Revue: Die NY Times beschreibt in "Losing Earth: The decade we almost stopped climate change", wie sich wirtschaftsfreundliche Politiker wie Ronald Reagan und George W. Bush senior um den Klimaschutz drückten, auch weil ihre Generation kaum direkt betroffen war. Sie sind 41, macht Ihnen der Klimawandel Angst?

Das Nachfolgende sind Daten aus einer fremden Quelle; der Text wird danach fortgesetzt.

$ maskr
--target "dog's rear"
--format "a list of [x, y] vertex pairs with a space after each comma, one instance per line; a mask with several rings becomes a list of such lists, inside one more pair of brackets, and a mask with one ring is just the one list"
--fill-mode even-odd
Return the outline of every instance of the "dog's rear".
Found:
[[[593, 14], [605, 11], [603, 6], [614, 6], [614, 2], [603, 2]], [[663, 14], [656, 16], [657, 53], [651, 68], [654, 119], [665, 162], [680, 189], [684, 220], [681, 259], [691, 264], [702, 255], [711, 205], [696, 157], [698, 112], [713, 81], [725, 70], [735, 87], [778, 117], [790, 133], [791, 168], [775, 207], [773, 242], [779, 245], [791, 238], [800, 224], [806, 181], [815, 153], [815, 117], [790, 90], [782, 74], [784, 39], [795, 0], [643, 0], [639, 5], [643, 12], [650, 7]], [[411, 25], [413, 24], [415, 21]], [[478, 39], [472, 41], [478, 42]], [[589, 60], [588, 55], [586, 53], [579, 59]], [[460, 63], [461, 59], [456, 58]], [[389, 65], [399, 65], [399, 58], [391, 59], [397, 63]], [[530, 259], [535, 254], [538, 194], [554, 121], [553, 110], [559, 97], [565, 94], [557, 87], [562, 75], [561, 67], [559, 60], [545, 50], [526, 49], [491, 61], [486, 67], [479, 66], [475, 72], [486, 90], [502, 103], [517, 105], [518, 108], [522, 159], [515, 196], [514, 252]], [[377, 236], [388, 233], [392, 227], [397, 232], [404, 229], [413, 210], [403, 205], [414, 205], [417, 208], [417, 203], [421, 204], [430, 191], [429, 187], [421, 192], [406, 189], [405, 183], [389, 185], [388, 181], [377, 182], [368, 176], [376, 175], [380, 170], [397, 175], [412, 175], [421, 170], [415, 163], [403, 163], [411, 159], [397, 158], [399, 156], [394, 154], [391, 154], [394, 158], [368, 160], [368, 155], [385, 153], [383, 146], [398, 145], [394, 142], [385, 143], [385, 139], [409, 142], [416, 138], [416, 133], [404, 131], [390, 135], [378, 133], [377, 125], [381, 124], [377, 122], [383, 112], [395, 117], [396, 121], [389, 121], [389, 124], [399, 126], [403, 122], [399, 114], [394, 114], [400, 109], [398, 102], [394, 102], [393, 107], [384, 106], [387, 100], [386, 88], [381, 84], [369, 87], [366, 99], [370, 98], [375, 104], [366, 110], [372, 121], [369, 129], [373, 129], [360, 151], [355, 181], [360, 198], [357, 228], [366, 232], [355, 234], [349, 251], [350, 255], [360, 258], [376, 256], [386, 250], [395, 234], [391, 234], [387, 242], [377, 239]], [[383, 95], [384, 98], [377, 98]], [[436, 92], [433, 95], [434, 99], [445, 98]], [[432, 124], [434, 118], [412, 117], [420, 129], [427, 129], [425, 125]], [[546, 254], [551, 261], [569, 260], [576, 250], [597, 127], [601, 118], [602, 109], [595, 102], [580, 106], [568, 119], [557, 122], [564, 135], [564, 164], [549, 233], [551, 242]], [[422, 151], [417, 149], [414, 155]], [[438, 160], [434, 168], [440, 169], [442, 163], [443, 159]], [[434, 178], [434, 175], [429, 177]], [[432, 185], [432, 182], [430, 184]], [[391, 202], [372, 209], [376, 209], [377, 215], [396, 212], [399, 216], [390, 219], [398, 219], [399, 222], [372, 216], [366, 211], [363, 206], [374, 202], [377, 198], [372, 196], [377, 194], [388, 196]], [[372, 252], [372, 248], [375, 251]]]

Carole Dieschbourg: Ich will nicht wissen, was drei oder vier Grad bedeuten, auf die wir aktuell zusteuern. Wir sind derzeit bei über einem Grad Erwärmung zu vorindustriellen Zeiten und merken, wie viel dieses Grad schon ausmacht, spüren bereits die Auswirkungen. Weshalb unsere Klimaschutzpläne auch verbessert werden müssen. Wir sind uns heute viel bewusster als frühere Entscheidungsträger, dass das stattfindet und sich noch verschlimmern wird. Die Dringlichkeit ist bekannt, allerdings gibt es auch heute noch Lobbyisten, die gegen den Klimaschutz arbeiten. Dem müssen wir uns entschieden entgegenstellen und mutiger werden. Erinnern wir uns an Barack Obama, der 2014 sagte: "Wir sind die erste Generation, die die Folgen des Klimawandels spürt und die letzte, die etwas dagegen tun kann." Diese Einsicht förder Zuversicht. Sie verlangt zugleich allerdings auch viel Mut.